Segundo a publicação, “as milícias estão organizadas na Paraíba, no Espírito Santo, no Ceará, em Mato Grosso do Sul, no Pará, em Pernambuco, em Alagoas, no Piauí, em Minas Gerais e em São Paulo, além da Bahia e do Rio. Os grupos agem com características diferentes em cada estado.”

O próprio governo federal, através da Secretaria de Direitos Humanos, da presidência da República, “considera que a região de Dourados, no Mato Grosso do Sul, é um dos palcos mais grave de conflitos entre indígenas e fazendeiros no país.

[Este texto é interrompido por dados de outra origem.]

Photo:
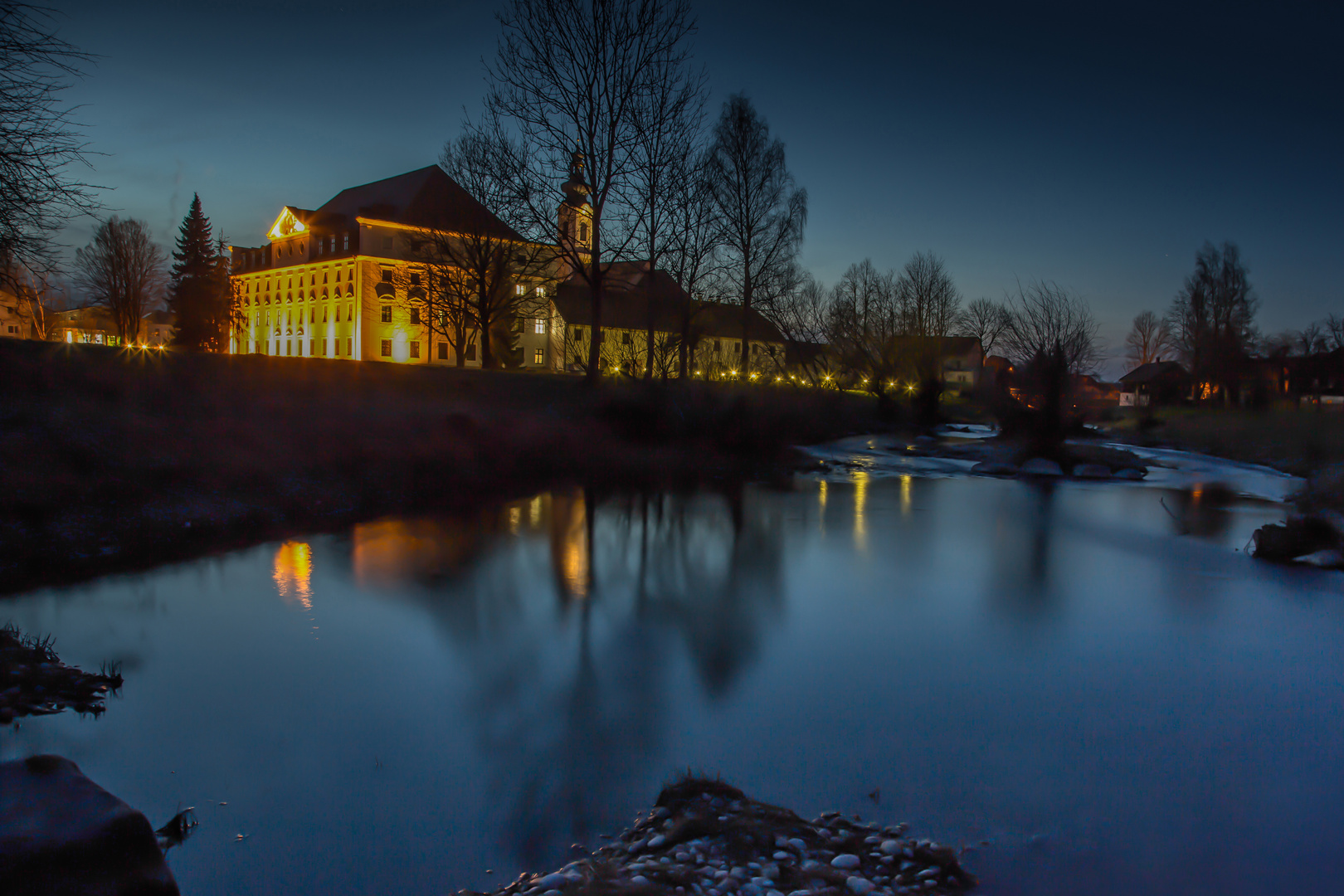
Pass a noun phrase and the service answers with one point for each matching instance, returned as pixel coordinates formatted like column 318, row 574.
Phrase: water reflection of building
column 293, row 572
column 572, row 544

Esse assassinato não é caso isolado, mas sim de violência sistemática contra os povos indígenas na região, que vivem em uma situação de confinamento humano e extrema pobreza”.

Comitiva de Brasília e o superintendente da PF do MS vão para a região

Para acompanhar a investigação do delegado de Defesa Institucional da PF, Alcídio de Souza, estão se juntando a equipe da Presidência da República e o próprio diretor da PF no MS, Edgar Paulo Marcun .

A nota divulgada pela Secretaria ainda afirma que “o governo federal e o CDDPH não medirão esforços para fazer cessar práticas desumanas de execução sumária e não poupará esforços para identificação e responsabilização dos criminosos. O Conselho de Defesa dos Direitos da Pessoa Humana se deslocará para a região e acompanhará a situação in locu para dar apoio às famílias indígenas que permanecem no local a fim de garantir a vida e a integridade física e moral dessas comunidades”.